Satu Tahun Jokowi-Ma’ruf, PKC PMII Bali Nusra Galang Pendapat Tokoh

0
PKC PMII Bali Nusa Tenggara melakukan dialog satu tahun Jokowi- Ma'ruf yang lahir dari kecemasan kemana arah bangsa kedepan dengan hadirnya empat UU yang di anggap sangat kontroversial ini, Selasa 27 Oktober 2020
Foto : PKC PMII Bali Nusa Tenggara melakukan dialog satu tahun Jokowi- Ma'ruf yang lahir dari kecemasan kemana arah bangsa kedepan dengan hadirnya empat UU yang di anggap sangat kontroversial ini, Selasa 27 Oktober 2020 (MetroNTB/Tim)

Mataram, MetroNTB.com – Satu tahun masa kepemimpinan Jokowi-Ma’ruf dan periode kedua kepemimpinan Jokowi, berbagai masalah di negara ini seakan tidak pernah selesai.
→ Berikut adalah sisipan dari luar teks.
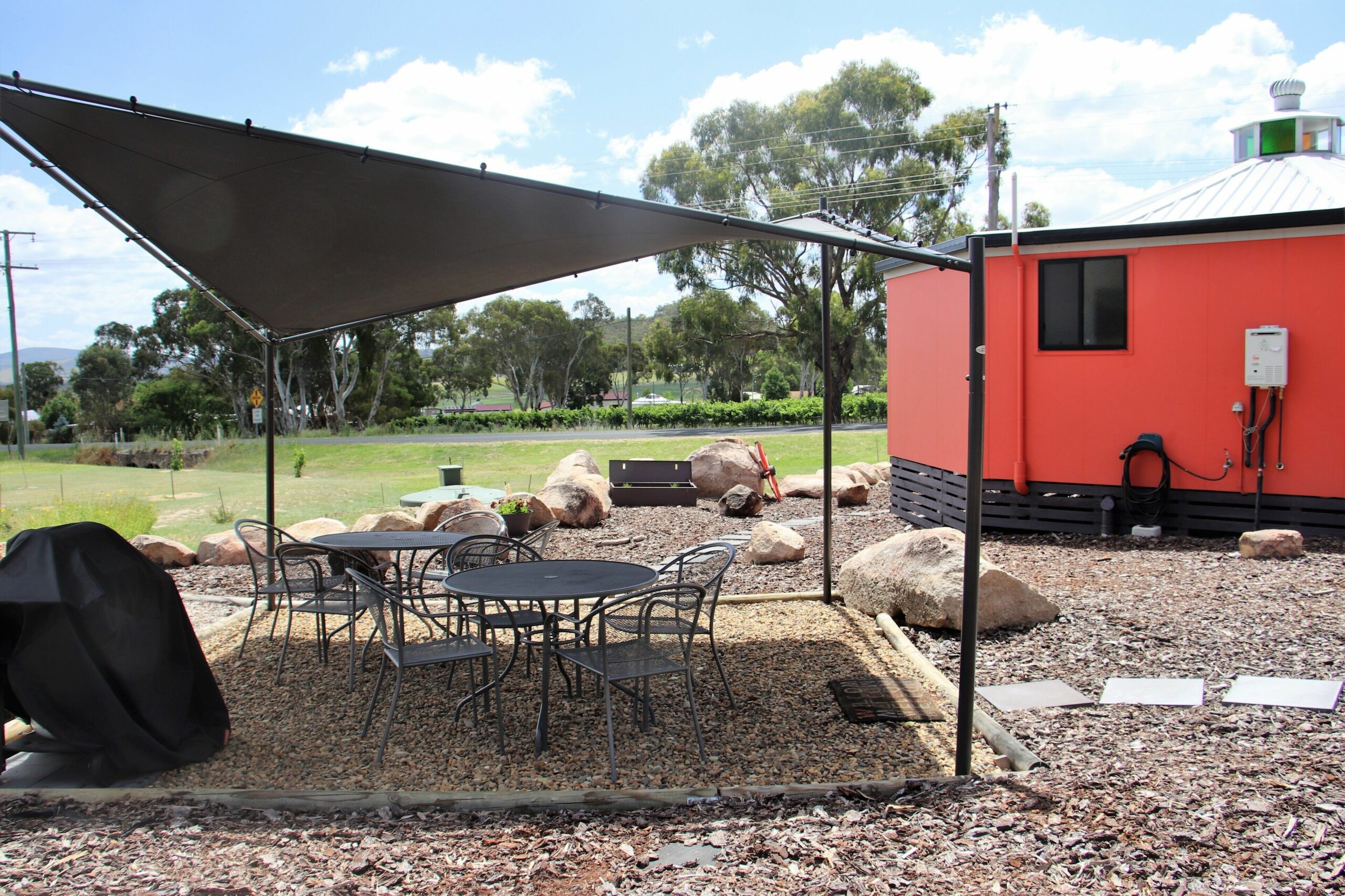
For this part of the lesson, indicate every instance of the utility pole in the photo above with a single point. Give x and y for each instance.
(630, 387)
(993, 170)
(20, 405)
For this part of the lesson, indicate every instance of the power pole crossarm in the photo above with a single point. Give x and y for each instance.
(20, 405)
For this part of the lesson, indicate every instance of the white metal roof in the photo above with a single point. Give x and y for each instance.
(1298, 182)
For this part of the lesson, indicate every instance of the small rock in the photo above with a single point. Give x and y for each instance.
(432, 513)
(166, 552)
(310, 529)
(740, 501)
(775, 544)
(1271, 544)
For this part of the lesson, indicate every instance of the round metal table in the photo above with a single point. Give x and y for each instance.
(551, 580)
(389, 540)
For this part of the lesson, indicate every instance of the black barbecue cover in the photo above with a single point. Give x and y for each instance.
(97, 649)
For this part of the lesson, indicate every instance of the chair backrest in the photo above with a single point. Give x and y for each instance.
(475, 523)
(257, 530)
(665, 619)
(540, 537)
(488, 550)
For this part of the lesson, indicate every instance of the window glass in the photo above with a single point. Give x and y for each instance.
(1277, 136)
(1060, 305)
(1083, 303)
(1105, 302)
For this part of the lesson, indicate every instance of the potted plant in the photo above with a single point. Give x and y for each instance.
(517, 513)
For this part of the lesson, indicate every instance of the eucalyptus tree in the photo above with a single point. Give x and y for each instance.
(858, 142)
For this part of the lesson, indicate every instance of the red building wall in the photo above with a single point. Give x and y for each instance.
(1180, 376)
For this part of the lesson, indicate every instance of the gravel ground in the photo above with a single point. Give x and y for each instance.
(1135, 799)
(778, 657)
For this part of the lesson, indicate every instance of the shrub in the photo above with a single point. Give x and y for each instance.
(128, 516)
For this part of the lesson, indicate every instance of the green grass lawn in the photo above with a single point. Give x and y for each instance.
(346, 481)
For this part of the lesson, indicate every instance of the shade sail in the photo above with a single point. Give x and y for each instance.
(302, 234)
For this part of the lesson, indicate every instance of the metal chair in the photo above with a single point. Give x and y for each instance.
(261, 566)
(337, 595)
(471, 523)
(661, 645)
(389, 612)
(540, 537)
(702, 566)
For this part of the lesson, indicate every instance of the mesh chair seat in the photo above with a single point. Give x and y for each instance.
(658, 626)
(440, 652)
(301, 586)
(625, 660)
(335, 606)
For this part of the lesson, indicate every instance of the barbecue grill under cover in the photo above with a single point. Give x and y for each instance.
(97, 648)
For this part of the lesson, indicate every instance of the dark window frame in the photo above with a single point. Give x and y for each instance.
(1080, 262)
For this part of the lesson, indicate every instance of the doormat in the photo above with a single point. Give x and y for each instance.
(884, 699)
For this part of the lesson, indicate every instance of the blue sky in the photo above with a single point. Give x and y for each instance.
(1109, 101)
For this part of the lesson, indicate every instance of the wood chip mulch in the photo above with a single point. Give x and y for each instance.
(1211, 799)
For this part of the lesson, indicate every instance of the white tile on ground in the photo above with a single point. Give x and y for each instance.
(1031, 695)
(1303, 693)
(1154, 692)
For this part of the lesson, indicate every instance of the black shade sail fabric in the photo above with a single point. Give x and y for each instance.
(97, 649)
(302, 234)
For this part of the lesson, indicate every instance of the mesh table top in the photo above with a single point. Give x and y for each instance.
(390, 540)
(551, 579)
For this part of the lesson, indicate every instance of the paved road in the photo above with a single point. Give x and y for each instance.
(564, 435)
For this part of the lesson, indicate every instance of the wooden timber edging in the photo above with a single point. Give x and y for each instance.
(1020, 758)
(520, 801)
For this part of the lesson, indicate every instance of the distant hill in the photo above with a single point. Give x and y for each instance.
(65, 358)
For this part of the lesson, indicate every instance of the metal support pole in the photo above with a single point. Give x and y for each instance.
(976, 456)
(20, 404)
(826, 419)
(270, 358)
(630, 387)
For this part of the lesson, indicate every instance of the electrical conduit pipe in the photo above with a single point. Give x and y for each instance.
(1020, 465)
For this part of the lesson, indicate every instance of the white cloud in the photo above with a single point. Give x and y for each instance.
(1094, 121)
(700, 41)
(358, 61)
(436, 111)
(88, 272)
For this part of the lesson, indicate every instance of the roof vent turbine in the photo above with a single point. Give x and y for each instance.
(1288, 93)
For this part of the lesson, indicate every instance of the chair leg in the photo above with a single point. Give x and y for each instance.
(611, 738)
(715, 652)
(253, 614)
(500, 701)
(392, 708)
(696, 722)
(378, 686)
(284, 646)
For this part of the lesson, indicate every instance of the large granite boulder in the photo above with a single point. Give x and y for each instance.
(1266, 544)
(576, 463)
(916, 578)
(774, 544)
(226, 549)
(166, 552)
(310, 529)
(740, 501)
(541, 513)
(389, 521)
(432, 513)
(573, 504)
(723, 465)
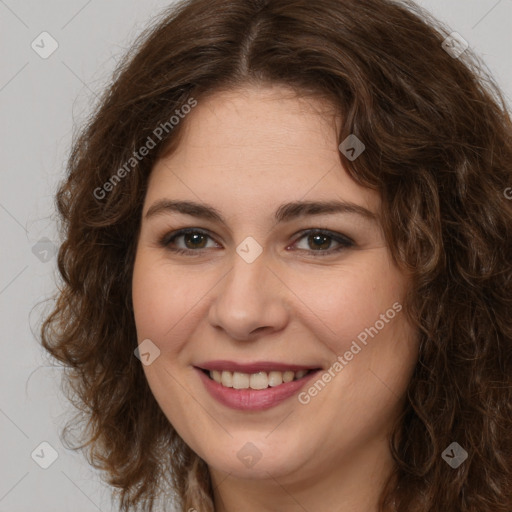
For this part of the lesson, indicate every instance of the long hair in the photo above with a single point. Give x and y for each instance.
(438, 143)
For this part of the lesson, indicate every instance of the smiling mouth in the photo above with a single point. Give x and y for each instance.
(257, 381)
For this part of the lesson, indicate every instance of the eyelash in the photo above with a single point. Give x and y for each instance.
(344, 241)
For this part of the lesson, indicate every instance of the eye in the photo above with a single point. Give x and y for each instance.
(319, 241)
(193, 239)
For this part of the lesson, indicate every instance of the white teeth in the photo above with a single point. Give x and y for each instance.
(275, 378)
(226, 379)
(240, 380)
(259, 380)
(288, 376)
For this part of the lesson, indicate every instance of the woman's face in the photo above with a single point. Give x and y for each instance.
(285, 268)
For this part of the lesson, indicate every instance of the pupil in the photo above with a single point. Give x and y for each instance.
(195, 237)
(319, 238)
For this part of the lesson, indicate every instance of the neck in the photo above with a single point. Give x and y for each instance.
(351, 483)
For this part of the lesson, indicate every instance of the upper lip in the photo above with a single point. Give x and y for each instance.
(258, 366)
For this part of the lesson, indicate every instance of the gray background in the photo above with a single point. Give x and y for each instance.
(41, 101)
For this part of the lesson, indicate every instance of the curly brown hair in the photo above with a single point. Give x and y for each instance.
(438, 150)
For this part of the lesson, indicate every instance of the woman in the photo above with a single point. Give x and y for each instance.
(337, 342)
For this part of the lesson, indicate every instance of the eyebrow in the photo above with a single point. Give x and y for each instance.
(285, 212)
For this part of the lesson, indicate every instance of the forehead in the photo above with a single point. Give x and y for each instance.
(258, 142)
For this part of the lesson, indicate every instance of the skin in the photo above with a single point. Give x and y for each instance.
(245, 152)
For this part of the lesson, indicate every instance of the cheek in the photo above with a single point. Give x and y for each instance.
(342, 302)
(167, 301)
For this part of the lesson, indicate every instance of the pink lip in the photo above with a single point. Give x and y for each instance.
(253, 399)
(260, 366)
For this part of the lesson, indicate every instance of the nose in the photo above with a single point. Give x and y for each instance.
(249, 301)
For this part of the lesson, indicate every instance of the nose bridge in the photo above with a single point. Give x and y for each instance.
(247, 299)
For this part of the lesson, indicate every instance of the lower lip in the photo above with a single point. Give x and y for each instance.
(253, 399)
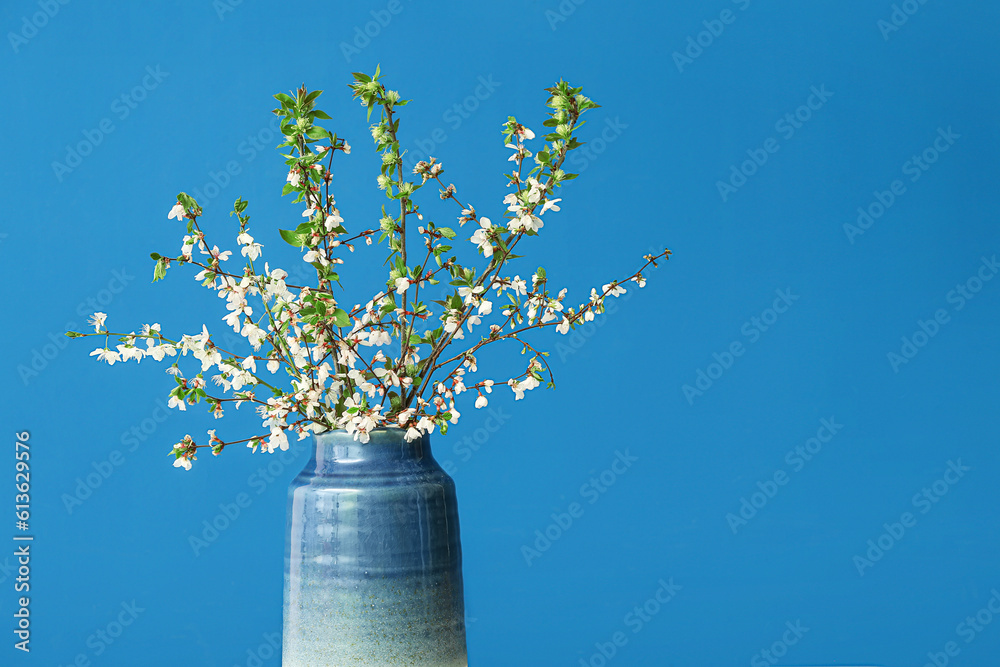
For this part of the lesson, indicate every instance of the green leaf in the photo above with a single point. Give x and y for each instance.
(341, 318)
(160, 271)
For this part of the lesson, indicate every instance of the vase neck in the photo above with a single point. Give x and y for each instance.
(386, 448)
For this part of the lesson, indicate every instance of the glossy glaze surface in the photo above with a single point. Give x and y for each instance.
(373, 563)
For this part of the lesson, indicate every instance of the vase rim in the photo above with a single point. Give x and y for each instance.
(382, 433)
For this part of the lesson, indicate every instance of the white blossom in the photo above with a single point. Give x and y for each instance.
(97, 319)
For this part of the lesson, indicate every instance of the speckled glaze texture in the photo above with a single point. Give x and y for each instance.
(373, 563)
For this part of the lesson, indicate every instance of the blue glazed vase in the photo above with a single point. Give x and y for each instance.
(373, 563)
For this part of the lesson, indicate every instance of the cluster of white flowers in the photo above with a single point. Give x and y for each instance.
(341, 371)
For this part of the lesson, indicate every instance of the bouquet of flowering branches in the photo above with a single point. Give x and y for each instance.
(395, 361)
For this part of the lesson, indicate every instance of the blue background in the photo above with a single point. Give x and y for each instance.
(681, 129)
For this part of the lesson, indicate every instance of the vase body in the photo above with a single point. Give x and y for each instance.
(373, 563)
Mulai dengan hadirnya berbagai aturan yang di anggap kontroversial, diantaranya RKUHP, RUU KPK, UU Minerba, dan UU Cipta Kerja omnibus Law.

Dari regulasi yang sahkan oleh Jokowi ini menghadirkan gelombang aksi demonstrasi, yang dilakukan oleh kalangan mahasiswa dan pemuda diseluruh Indonesia

Akibat adanya gejolak yang terjadi di negeri ini gerakan mahasiswa dan pemuda PKC PMII Bali Nusa Tenggara melakukan dialog satu tahun Jokowi- Ma’ruf yang lahir dari kecemasan kemana arah bangsa kedepan dengan hadirnya empat UU yang di anggap sangat kontroversial ini, Selasa 27 Oktober 2020

Ketua PKC PMII Bali Nusra Azis Muslim mengatakan bahwa, satu tahun kepemimpinan Jokowi-Ma’ruf  penting didiskusikan, dari visi misi dan nawacita Jokowi ini bisa tidak selsai sampai 5 tahun. Bahkan empat undang-undang ini seluruh mahasiswa dan buruh meminta jokowi untuk mundur dari jabatannya.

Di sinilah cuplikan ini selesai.